Her eyes were the color of burnished fall leaves, and she had extravagantly widened them, so he could see all their russet color—almost red. He wondered what kind of hidden genealogical pattern had had to evolve in order to establish eyes of that color. Perhaps merely living underground, . . . And she was what? Fifteen? Sixteen? A child. A tough, edgy, dangerous child—
“No punishment, Esther. Please, sit.”
She sat on a stair, and, he noticed, deliberately arranged herself as if relaxed and at ease—though her knuckles showed white on the unopened book she was still holding.
“Do you know how to reckon time?” he said to her.
“There’s the clock in the refectory. It runs on the generator.”
“So it does. Do you know how long the clock has been ticking?”
She sensed, without knowing, that what he was beginning to say mattered.
“One hundred and forty-one years,” he said. “Very approximately nine times your own lifetime. It would seem a long while to you. And like all the fourth generation of tunnel-dwellers, you know nothing of any place your ancestors might have lived before. Not that the third generation know much. The second and first generations are, of course, dead. And existing as we do, it’s been easy to forget.”
“A hundred and—”
“And forty-one years. Below Ground.”
Her hands also relaxed on the book.
“And before?”
“The city Above, where else? And other similar cities.”

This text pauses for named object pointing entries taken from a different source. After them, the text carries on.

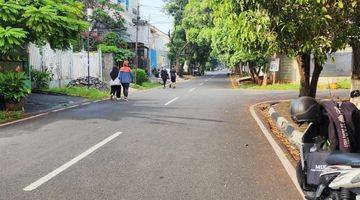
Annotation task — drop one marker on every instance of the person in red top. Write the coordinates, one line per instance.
(125, 77)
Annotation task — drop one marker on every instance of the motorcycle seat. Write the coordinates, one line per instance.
(340, 158)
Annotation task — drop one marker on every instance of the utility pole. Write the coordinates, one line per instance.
(89, 15)
(137, 39)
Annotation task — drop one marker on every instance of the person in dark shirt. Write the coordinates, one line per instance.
(172, 77)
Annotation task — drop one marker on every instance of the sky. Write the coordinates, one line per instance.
(158, 17)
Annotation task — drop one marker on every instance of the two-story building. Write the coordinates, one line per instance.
(152, 42)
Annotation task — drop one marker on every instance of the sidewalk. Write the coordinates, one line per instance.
(38, 103)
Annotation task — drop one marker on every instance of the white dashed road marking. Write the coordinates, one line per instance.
(176, 98)
(63, 167)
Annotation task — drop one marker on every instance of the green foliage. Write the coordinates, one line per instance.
(141, 76)
(23, 22)
(13, 87)
(41, 79)
(10, 115)
(89, 93)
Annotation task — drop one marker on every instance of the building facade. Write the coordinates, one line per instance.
(152, 42)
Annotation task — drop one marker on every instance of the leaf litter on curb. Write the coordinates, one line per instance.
(295, 154)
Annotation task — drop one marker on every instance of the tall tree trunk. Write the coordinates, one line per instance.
(315, 78)
(355, 77)
(240, 70)
(257, 76)
(265, 80)
(252, 73)
(177, 64)
(303, 61)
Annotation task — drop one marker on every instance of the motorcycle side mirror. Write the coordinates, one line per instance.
(311, 133)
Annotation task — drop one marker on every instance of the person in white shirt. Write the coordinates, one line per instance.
(115, 84)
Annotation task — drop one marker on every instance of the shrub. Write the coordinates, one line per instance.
(13, 87)
(141, 76)
(41, 79)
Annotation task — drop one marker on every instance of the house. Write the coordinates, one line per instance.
(152, 42)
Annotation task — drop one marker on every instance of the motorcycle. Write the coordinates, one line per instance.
(321, 173)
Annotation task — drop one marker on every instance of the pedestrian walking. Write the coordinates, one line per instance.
(164, 76)
(125, 77)
(172, 77)
(115, 84)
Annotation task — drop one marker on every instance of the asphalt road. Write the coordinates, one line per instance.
(197, 141)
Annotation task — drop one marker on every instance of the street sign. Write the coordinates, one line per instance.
(275, 65)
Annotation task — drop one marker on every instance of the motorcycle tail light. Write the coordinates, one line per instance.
(356, 179)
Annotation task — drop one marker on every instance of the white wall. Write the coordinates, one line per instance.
(65, 65)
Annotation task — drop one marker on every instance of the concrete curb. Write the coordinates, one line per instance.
(289, 168)
(293, 135)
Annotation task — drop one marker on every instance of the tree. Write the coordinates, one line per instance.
(55, 22)
(178, 42)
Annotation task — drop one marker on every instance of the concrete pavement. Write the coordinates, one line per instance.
(197, 141)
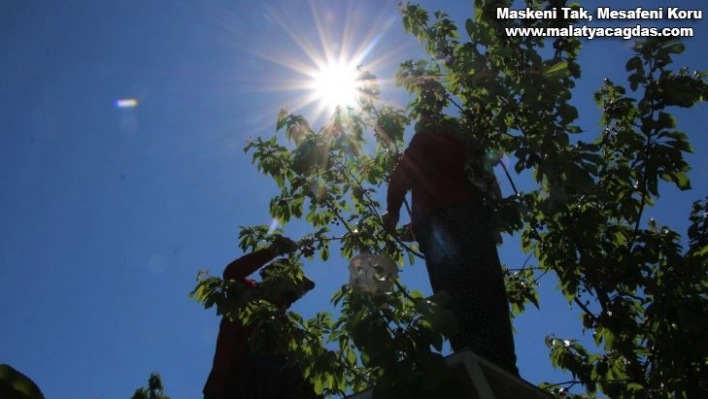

She absorbed the idea as if she were blotting paper, very thoroughly and quickly, feeling the texture of her outlook changing as she did so. She’d always known, hadn’t she? Known, but not known.
“If,” she said, “if our—if they were living Above, what pushed them off down here?”
“Can you read, Esther?”
“Yes. I can read. So what?”
“The question was relevant. If you can read, you’ll be able to read this.”
And he held out to her, closed now, the manual in which he had been writing.